Implementation considerations for developers and practitioners tackling these tasks based on the paper's insights include:

• Data Pre-processing: Standardizing input data (co-registration, resampling, skull-stripping) is crucial for training consistent models across diverse datasets.
• Segmentation Model Architecture: 3D convolutional neural networks (CNNs), often based on the U-Net architecture, are dominant. Cascaded or hierarchical approaches (e.g., segmenting the whole tumor first, then sub-regions) can improve performance. Handling class imbalance, especially for smaller sub-regions like AT, is important. Ensembling multiple models is a strong strategy for improving robustness.
• Survival Prediction Model: Feature extraction (radiomics, potentially from segmented regions) combined with traditional ML methods (e.g., Random Forests, Gradient Boosting) or integrating clinical features (age, resection status) yielded good results. For DL-based survival prediction, strategies to handle small datasets or integrate with other data types are needed.
• Evaluation: Implementing robust evaluation pipelines using metrics like Dice, Hausdorff Distance, and classification accuracy is essential for benchmarking models. Understanding the nuances of metrics (e.g., Dice sensitivity to small volumes) is important.

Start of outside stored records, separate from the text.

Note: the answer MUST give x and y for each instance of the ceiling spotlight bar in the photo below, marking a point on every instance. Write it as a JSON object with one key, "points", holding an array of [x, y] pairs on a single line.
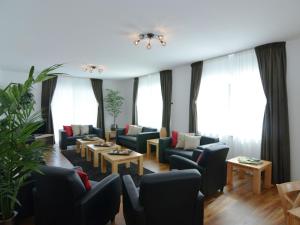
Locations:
{"points": [[148, 37]]}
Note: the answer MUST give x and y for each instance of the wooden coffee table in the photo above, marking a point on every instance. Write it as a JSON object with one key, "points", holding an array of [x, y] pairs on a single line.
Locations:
{"points": [[115, 160], [97, 151], [81, 144], [256, 170]]}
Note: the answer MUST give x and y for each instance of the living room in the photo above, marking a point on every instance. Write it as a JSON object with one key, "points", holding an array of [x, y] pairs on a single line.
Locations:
{"points": [[129, 112]]}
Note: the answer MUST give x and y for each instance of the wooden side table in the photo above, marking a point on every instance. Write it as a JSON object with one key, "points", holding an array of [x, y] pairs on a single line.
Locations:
{"points": [[154, 142], [293, 216], [256, 170]]}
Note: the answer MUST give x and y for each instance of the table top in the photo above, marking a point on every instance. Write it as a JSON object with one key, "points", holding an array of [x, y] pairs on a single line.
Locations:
{"points": [[133, 155], [98, 148], [260, 166]]}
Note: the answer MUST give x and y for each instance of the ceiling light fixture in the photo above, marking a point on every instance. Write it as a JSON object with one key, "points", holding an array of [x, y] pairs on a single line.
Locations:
{"points": [[148, 37], [92, 68]]}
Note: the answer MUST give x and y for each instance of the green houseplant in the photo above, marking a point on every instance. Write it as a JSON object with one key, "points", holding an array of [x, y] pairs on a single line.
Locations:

• Computational Requirements: Training 3D CNNs for segmentation requires significant computational resources (GPUs, memory). Inference can also be computationally intensive, although optimizations are possible. Radiomic feature extraction followed by traditional ML for survival prediction is typically less demanding.
• Limitations and Future: The field needs more robust individual segmentation models, better handling of clinical confounders (blood products, post-treatment effects), and improved performance on diffuse tumors like low-grade gliomas. Integrating radiomic, clinical, and potentially molecular data is a key direction for more accurate survival prediction. Translating these methods to clinical practice requires addressing issues like deployment (e.g., containerization, as encouraged by BraTS 2018), interpretability, and regulatory approval.

Overall, the paper highlights the progress made in automated brain tumor image analysis through the BraTS challenge, underscores the continued challenges posed by data heterogeneity and task complexity, and points towards ensemble methods, integrated multi-modal data analysis (including clinical and radiogenomic features), and more robust individual models as key areas for future research and clinical translation.